ICE in the Heartland–Website Published

ICE in the Heartland: Community Impacts of Worksite Immigration Raids

ICE in the Heartland (click here to visit the external website) developed in response to a large increase in worksite immigration raids conducted during the Trump administration. Researchers on the project team, who had written about deportation and immigration raids in the past, fielded numerous calls from reporters and carefully monitored the public discussion about raids. This led to two conclusions:

First, the public understanding of immigration raids is extremely limited. While some reporters–most often Spanish-speakers with contacts in local communities–considered longer term impacts in the years following raids, the general public discussion in the English-speaking, non-immigrant discourse summarized the impacts of raids as the number of people removed on the day the raid occurred. This is certainly not the whole story.

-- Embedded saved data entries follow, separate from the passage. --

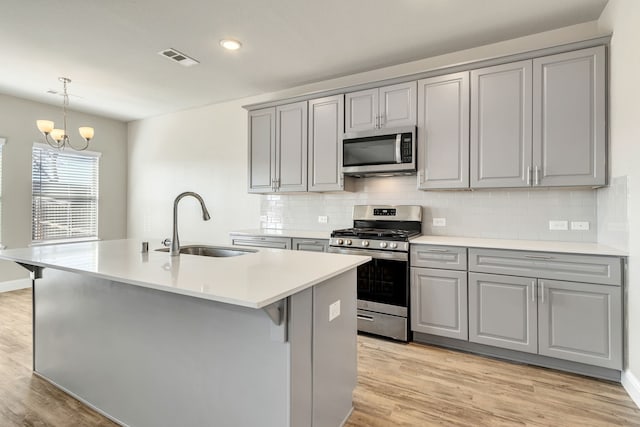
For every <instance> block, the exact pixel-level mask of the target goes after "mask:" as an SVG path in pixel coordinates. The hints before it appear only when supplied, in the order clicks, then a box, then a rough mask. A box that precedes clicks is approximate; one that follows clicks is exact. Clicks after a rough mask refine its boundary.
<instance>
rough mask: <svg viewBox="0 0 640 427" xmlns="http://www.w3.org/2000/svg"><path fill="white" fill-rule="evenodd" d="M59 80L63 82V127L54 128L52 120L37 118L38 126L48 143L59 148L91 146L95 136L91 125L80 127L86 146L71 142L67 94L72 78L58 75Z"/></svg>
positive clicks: (80, 150)
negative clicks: (61, 76) (42, 119)
mask: <svg viewBox="0 0 640 427" xmlns="http://www.w3.org/2000/svg"><path fill="white" fill-rule="evenodd" d="M58 80H60V81H61V82H62V85H63V92H62V117H63V127H62V129H56V128H54V123H53V122H52V121H51V120H36V126H38V130H39V131H40V132H42V134H43V135H44V139H45V141H47V144H49V145H50V146H52V147H53V148H57V149H60V150H62V149H64V148H65V147H66V146H69V147H71V148H73V149H74V150H77V151H82V150H85V149H86V148H87V147H88V146H89V141H90V140H91V138H93V128H92V127H89V126H82V127H80V128H78V132H80V136H81V137H82V138H83V139H84V146H82V147H76V146H74V145H73V144H71V139H70V138H69V135H68V134H67V107H68V106H69V95H68V94H67V84H69V83H71V79H69V78H67V77H58Z"/></svg>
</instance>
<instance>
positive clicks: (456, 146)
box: [417, 72, 469, 190]
mask: <svg viewBox="0 0 640 427" xmlns="http://www.w3.org/2000/svg"><path fill="white" fill-rule="evenodd" d="M417 153H418V188H419V189H422V190H426V189H443V188H467V187H469V72H462V73H456V74H449V75H445V76H439V77H433V78H428V79H423V80H420V81H418V149H417Z"/></svg>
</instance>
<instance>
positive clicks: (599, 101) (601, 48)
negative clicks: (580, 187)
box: [533, 46, 606, 187]
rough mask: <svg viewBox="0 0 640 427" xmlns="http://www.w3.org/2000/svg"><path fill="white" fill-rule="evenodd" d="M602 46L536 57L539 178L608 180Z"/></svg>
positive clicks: (572, 181)
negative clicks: (546, 55) (539, 57)
mask: <svg viewBox="0 0 640 427" xmlns="http://www.w3.org/2000/svg"><path fill="white" fill-rule="evenodd" d="M604 49H605V48H604V46H599V47H594V48H591V49H584V50H579V51H575V52H568V53H562V54H559V55H553V56H546V57H543V58H537V59H534V60H533V93H534V96H533V166H534V171H535V176H534V183H535V184H538V185H541V186H547V187H549V186H568V185H605V183H606V177H605V170H606V167H605V165H606V147H605V137H606V135H605V102H606V101H605V84H606V82H605V50H604Z"/></svg>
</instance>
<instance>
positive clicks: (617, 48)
mask: <svg viewBox="0 0 640 427" xmlns="http://www.w3.org/2000/svg"><path fill="white" fill-rule="evenodd" d="M599 25H600V27H601V29H602V30H603V31H612V32H613V37H612V39H611V51H610V67H609V70H610V76H609V78H610V87H609V91H610V92H609V116H610V118H609V132H610V135H609V145H610V157H611V159H610V160H611V161H610V164H611V176H612V177H613V178H614V179H617V180H619V181H621V182H624V183H625V187H626V211H627V212H626V216H627V218H628V229H629V232H628V236H627V237H628V241H627V242H624V241H622V243H620V239H619V238H618V237H617V236H615V235H613V234H614V233H612V232H610V231H609V230H606V229H603V230H602V231H600V233H599V234H600V235H601V239H602V240H605V239H606V240H607V242H608V243H612V244H616V243H617V244H624V243H626V244H627V245H628V250H629V270H628V273H629V275H628V288H627V305H626V314H627V319H626V322H627V331H628V332H627V340H628V345H627V363H626V364H627V369H628V372H630V373H631V375H632V376H633V377H635V378H636V379H640V333H638V331H640V170H639V169H638V159H640V122H639V121H638V118H639V117H640V108H639V103H640V54H639V53H638V41H640V2H639V1H637V0H610V1H609V3H608V5H607V7H606V8H605V10H604V11H603V13H602V16H601V17H600V20H599ZM621 197H622V198H624V193H623V194H622V195H621ZM616 198H618V197H613V199H616ZM608 199H609V198H608V197H607V198H606V199H605V200H604V202H605V203H606V201H607V200H608ZM600 200H601V199H600V198H599V201H600ZM620 207H624V206H620ZM599 208H600V207H599ZM602 209H607V210H611V207H609V206H606V205H603V206H602ZM614 231H615V230H614ZM638 385H640V384H637V386H638ZM636 391H637V393H640V389H637V390H636ZM637 397H638V398H640V394H638V395H637ZM637 403H639V404H640V400H637Z"/></svg>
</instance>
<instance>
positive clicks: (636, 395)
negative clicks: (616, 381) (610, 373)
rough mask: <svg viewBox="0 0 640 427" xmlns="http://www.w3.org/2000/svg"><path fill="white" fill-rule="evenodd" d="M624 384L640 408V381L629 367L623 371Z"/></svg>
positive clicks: (631, 395)
mask: <svg viewBox="0 0 640 427" xmlns="http://www.w3.org/2000/svg"><path fill="white" fill-rule="evenodd" d="M621 380H622V381H621V382H622V386H623V387H624V389H625V390H627V393H629V396H630V397H631V399H632V400H633V401H634V403H635V404H636V406H637V407H638V408H640V381H638V378H636V376H635V375H633V373H631V371H629V370H628V369H627V370H626V371H624V372H623V373H622V378H621Z"/></svg>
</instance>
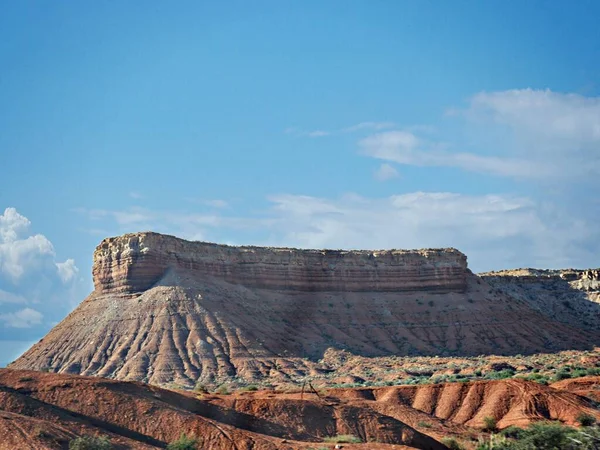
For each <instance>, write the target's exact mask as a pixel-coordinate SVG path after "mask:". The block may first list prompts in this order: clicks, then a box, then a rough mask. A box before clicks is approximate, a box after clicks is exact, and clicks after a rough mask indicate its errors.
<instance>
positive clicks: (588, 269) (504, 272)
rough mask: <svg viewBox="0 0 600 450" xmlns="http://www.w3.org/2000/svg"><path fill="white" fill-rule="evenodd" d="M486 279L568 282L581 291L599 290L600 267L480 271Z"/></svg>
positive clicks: (525, 282) (596, 290) (549, 282)
mask: <svg viewBox="0 0 600 450" xmlns="http://www.w3.org/2000/svg"><path fill="white" fill-rule="evenodd" d="M479 276H481V277H482V278H484V279H486V280H488V281H490V280H491V281H508V282H512V283H519V284H527V283H536V284H538V283H554V282H557V281H559V280H560V281H563V282H568V283H569V285H570V286H571V287H572V288H575V289H579V290H582V291H600V269H530V268H527V269H512V270H499V271H495V272H486V273H480V274H479Z"/></svg>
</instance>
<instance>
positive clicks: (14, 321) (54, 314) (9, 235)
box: [0, 208, 83, 346]
mask: <svg viewBox="0 0 600 450" xmlns="http://www.w3.org/2000/svg"><path fill="white" fill-rule="evenodd" d="M30 227H31V222H30V221H29V220H28V219H27V218H26V217H25V216H23V215H21V214H19V213H18V212H17V210H16V209H15V208H6V210H5V211H4V213H3V214H1V215H0V346H2V345H4V344H3V343H4V342H5V341H6V338H7V339H9V340H11V339H14V338H15V336H14V331H7V330H8V329H9V328H20V329H31V331H27V332H25V331H24V332H21V334H20V335H19V338H21V337H25V336H27V337H28V338H30V337H32V336H33V335H34V334H32V333H35V328H36V326H38V325H40V324H42V320H43V318H44V317H45V316H47V315H49V316H54V317H56V316H58V317H61V318H62V315H63V314H64V313H66V312H68V311H69V310H70V309H71V308H72V306H73V303H74V299H76V301H81V299H82V298H83V292H82V289H79V287H80V285H81V281H82V280H81V279H79V277H78V268H77V266H76V265H75V261H74V260H73V259H67V260H66V261H64V262H58V261H56V253H55V251H54V246H53V245H52V243H51V242H50V241H49V240H48V239H47V238H46V237H45V236H44V235H42V234H32V233H31V231H30ZM34 305H35V306H34ZM34 308H35V309H34Z"/></svg>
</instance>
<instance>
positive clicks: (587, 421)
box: [577, 413, 596, 427]
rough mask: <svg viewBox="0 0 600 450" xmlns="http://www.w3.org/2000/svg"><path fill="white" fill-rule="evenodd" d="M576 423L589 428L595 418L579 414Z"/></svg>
mask: <svg viewBox="0 0 600 450" xmlns="http://www.w3.org/2000/svg"><path fill="white" fill-rule="evenodd" d="M577 422H579V425H581V426H582V427H591V426H592V425H594V424H595V423H596V418H595V417H594V416H592V415H591V414H586V413H580V414H579V415H578V416H577Z"/></svg>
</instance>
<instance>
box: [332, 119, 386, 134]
mask: <svg viewBox="0 0 600 450" xmlns="http://www.w3.org/2000/svg"><path fill="white" fill-rule="evenodd" d="M394 127H396V124H395V123H393V122H361V123H357V124H356V125H352V126H349V127H346V128H343V129H342V130H340V131H341V132H343V133H353V132H355V131H360V130H385V129H389V128H394Z"/></svg>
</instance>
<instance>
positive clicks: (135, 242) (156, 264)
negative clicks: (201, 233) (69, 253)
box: [92, 232, 468, 294]
mask: <svg viewBox="0 0 600 450" xmlns="http://www.w3.org/2000/svg"><path fill="white" fill-rule="evenodd" d="M169 270H176V271H185V273H186V274H189V275H192V276H194V277H197V278H199V279H201V278H202V277H212V278H218V279H222V280H224V281H227V282H229V283H233V284H241V285H244V286H248V287H253V288H262V289H280V290H297V291H355V292H356V291H380V292H394V291H415V290H428V291H446V292H464V291H465V290H466V287H467V273H468V270H467V257H466V256H465V255H464V254H463V253H461V252H459V251H458V250H456V249H452V248H448V249H426V250H381V251H370V250H349V251H346V250H299V249H292V248H271V247H234V246H228V245H219V244H212V243H206V242H190V241H185V240H183V239H179V238H176V237H173V236H167V235H161V234H158V233H151V232H144V233H135V234H126V235H123V236H119V237H114V238H107V239H105V240H103V241H102V242H101V243H100V245H99V246H98V247H97V248H96V251H95V253H94V265H93V269H92V272H93V276H94V285H95V288H96V291H97V292H99V293H108V292H114V293H124V294H132V293H138V292H143V291H145V290H147V289H149V288H151V287H152V286H153V285H155V284H156V283H157V282H158V281H160V280H161V278H162V277H163V276H164V275H165V274H166V273H167V272H168V271H169Z"/></svg>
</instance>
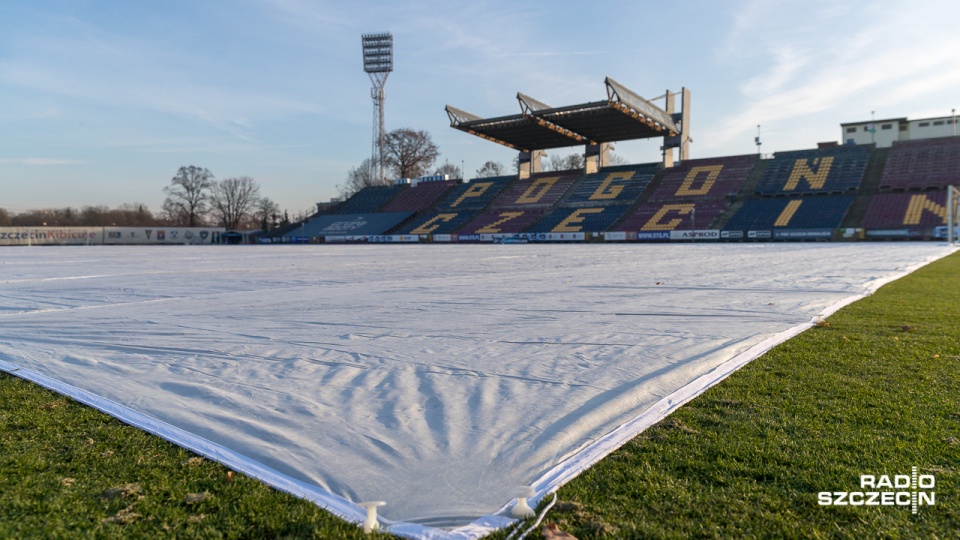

Second, this story is not ours to tell, or at least not ours to tell alone. Rather, it is the families and communities hit by immigration raids who can best describe their impacts.

This project is our attempt to center impacted communities as the story-tellers of immigration raids, with the collaboration of a wide range of community organizers, graduate and undergraduate students at the Universities of Michigan and Iowa, and two brilliant artist/activists. Visit the About page to learn more about the research team and process.

The takeaway message: Stories of immigration enforcement are complicated, intricate, and traumatic. It takes a collaborative team of storytellers deeply engaged in the work to tell their stories. Researchers, the media, advocates, and communities all have a role in developing and centering these stories.